Les informations de contact, les messages directs et les comptes connectés étaient tous potentiellement compromis, a déclaré Meta.

Les pirates ont utilisé Meta AI pour pirater 20 225 comptes Instagram, a rapporté Meta dans un avis de violation de données du gouvernement local américain le 5 juin.

Selon l'avis adressé au procureur général du Maine, la violation s'est produite le 17 avril, mais n'a été découverte par l'entreprise que plus d'un mois plus tard, le 31 mai.

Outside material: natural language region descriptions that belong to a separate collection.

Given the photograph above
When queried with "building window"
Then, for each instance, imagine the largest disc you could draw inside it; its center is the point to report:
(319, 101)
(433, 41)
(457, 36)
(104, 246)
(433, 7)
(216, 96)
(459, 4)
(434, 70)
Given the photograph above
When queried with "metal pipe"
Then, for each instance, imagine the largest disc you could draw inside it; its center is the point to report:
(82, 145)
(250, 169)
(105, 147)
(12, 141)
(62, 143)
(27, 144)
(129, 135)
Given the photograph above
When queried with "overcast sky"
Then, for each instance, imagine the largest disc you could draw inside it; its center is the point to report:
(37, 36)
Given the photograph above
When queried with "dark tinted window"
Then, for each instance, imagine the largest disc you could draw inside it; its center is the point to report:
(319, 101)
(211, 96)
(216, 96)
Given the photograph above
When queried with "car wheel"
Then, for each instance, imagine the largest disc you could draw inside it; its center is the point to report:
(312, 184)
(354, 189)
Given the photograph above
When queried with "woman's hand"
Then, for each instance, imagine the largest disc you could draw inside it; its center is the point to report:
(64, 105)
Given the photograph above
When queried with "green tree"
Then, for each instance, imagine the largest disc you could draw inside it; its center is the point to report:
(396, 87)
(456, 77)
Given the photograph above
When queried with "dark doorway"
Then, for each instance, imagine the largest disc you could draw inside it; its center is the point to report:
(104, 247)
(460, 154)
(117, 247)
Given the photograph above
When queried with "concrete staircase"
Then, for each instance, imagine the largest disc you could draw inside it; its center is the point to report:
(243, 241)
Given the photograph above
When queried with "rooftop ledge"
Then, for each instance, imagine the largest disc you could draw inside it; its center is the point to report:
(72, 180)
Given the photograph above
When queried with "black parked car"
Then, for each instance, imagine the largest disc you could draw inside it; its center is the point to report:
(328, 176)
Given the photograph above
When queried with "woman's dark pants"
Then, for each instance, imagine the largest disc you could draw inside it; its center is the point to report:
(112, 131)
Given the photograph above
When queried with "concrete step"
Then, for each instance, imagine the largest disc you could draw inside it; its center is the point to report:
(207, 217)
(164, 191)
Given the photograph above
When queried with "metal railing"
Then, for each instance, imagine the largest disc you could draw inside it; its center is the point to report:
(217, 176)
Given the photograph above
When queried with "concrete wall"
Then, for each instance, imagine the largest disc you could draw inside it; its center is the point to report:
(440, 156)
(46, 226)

La société a expliqué que les pirates ont exploité un bug désormais résolu dans son outil d'assistance assisté par IA, conçu pour aider les utilisateurs d'Instagram à accéder à leur compte après avoir été verrouillé.

« HTS (high touch support) est un outil d'assistance assisté par l'IA conçu pour aider les utilisateurs qui ne peuvent pas accéder à leurs comptes Instagram à retrouver l'accès », a déclaré Amber Hannah, avocate générale associée de Meta pour la réponse aux incidents.

« Les utilisateurs peuvent demander l'assistance de HTS et, dans le cadre de ce processus, peuvent demander qu'un lien de réinitialisation de mot de passe soit envoyé à leur adresse e-mail.

« L'outil lui-même a fonctionné correctement et a fonctionné comme prévu ; cependant, en raison d'un bug dans un chemin de code distinct, le système n'a pas correctement vérifié que l'adresse e-mail fournie par la personne demandant une réinitialisation de mot de passe correspondait à l'adresse e-mail associée au compte Instagram de cet utilisateur. « 

Le bug permettait aux pirates d'éviter de déclencher les protections automatisées du compte Instagram, permettant ainsi d'envoyer des liens de réinitialisation de mot de passe vers une adresse e-mail non connectée au compte. Les acteurs malveillants pouvaient alors réinitialiser les mots de passe pour accéder aux comptes des victimes si l'authentification à deux facteurs n'était pas activée.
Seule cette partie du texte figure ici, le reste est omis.